VMFAEU_100530_0443
Existing comment: Peter Paul Rubens
Pallas and Arachne, 1636-37
Peter Paul Rubens was famous as a painter, a leading intellectual, and a diplomat in the Southern Netherlands where he was born and throughout Europe, especially Catholic south. In the later 1630s, Philip IV of Spain commissioned Rubens to decorate his hunting lodge, the Torre de la Parada. As seen in this oil sketch be made to prepare for that commission, Rubens's designs for the large-scale paintings show his quick imagination and bold style -- a few swift brushstrokes and touches of color and light sketch out entire compositions.

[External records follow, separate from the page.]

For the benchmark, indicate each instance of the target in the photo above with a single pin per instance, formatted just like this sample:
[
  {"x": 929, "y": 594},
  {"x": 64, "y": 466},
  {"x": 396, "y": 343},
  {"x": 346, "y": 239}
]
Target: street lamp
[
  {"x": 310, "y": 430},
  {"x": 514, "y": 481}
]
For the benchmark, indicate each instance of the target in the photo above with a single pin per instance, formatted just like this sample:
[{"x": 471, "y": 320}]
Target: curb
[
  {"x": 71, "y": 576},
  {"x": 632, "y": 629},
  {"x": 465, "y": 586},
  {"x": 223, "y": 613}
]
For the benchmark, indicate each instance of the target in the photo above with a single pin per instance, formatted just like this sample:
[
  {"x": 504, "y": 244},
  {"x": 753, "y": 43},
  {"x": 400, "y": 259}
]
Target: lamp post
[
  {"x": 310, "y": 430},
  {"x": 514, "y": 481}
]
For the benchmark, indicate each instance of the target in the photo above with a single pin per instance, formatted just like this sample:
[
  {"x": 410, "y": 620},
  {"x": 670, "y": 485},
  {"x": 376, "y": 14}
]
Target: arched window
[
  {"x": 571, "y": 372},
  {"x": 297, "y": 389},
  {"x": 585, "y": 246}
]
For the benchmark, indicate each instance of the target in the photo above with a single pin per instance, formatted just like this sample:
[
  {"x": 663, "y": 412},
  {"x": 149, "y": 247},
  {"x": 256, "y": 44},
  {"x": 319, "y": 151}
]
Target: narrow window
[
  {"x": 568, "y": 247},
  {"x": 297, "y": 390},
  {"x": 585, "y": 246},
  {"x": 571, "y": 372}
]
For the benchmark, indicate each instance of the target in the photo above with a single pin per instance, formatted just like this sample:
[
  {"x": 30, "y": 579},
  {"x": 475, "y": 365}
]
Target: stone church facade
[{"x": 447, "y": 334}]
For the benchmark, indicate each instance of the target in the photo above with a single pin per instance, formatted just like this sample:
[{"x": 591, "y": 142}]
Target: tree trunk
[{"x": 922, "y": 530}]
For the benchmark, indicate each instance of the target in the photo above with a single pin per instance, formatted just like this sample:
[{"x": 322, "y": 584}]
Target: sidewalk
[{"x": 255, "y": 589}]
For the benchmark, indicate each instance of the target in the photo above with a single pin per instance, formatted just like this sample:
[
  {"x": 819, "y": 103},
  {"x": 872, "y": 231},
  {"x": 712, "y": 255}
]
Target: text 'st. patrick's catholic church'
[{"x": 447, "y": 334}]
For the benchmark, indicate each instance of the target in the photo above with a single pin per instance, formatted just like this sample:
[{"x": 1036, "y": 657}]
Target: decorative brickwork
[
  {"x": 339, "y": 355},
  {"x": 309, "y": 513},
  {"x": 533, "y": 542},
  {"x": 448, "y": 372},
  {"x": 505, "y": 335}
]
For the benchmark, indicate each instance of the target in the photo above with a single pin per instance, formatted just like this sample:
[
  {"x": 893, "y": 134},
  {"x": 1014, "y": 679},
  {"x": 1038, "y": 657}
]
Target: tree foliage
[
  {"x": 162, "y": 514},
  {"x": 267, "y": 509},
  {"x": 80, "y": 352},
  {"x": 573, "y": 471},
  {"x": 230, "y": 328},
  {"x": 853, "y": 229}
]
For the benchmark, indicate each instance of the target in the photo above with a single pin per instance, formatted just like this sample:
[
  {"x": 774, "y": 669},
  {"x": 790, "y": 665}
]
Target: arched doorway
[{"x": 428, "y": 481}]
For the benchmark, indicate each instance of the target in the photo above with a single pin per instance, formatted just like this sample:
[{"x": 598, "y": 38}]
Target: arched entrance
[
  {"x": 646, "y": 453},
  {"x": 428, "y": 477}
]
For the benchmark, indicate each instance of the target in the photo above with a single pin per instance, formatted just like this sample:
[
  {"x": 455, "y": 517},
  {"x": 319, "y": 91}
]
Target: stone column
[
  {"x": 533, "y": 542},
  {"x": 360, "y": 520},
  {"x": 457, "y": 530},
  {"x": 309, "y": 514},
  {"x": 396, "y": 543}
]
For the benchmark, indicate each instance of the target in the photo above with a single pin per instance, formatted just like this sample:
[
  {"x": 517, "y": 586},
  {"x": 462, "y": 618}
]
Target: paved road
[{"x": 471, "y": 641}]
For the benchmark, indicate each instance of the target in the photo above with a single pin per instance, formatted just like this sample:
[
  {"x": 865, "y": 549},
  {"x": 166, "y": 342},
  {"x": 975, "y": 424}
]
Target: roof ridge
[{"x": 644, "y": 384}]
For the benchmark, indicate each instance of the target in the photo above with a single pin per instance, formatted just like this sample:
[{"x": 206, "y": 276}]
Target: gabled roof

As told in Ovid's Metamorphoses, the Arachne boasted that she was a better weaver than the goddess Pallas Athena, who counted the art of weaving among her many achievements. When Athena challenged her to a contest, Arachne wove a flawless tapestry that depicted Zeus turning into a bull and abducting Europa, a story that illustrates how the gods deceive mortals. Athena fell upon Arachne in a fury, beating her so mercilessly that Arachne hanged herself in despair. Afterward, Athena turned Arachne into a spider so she could still weave, Rubens represents the most violent moment of the story, vividly and convincingly emphasizing both the goddess's rage and the moral's terror.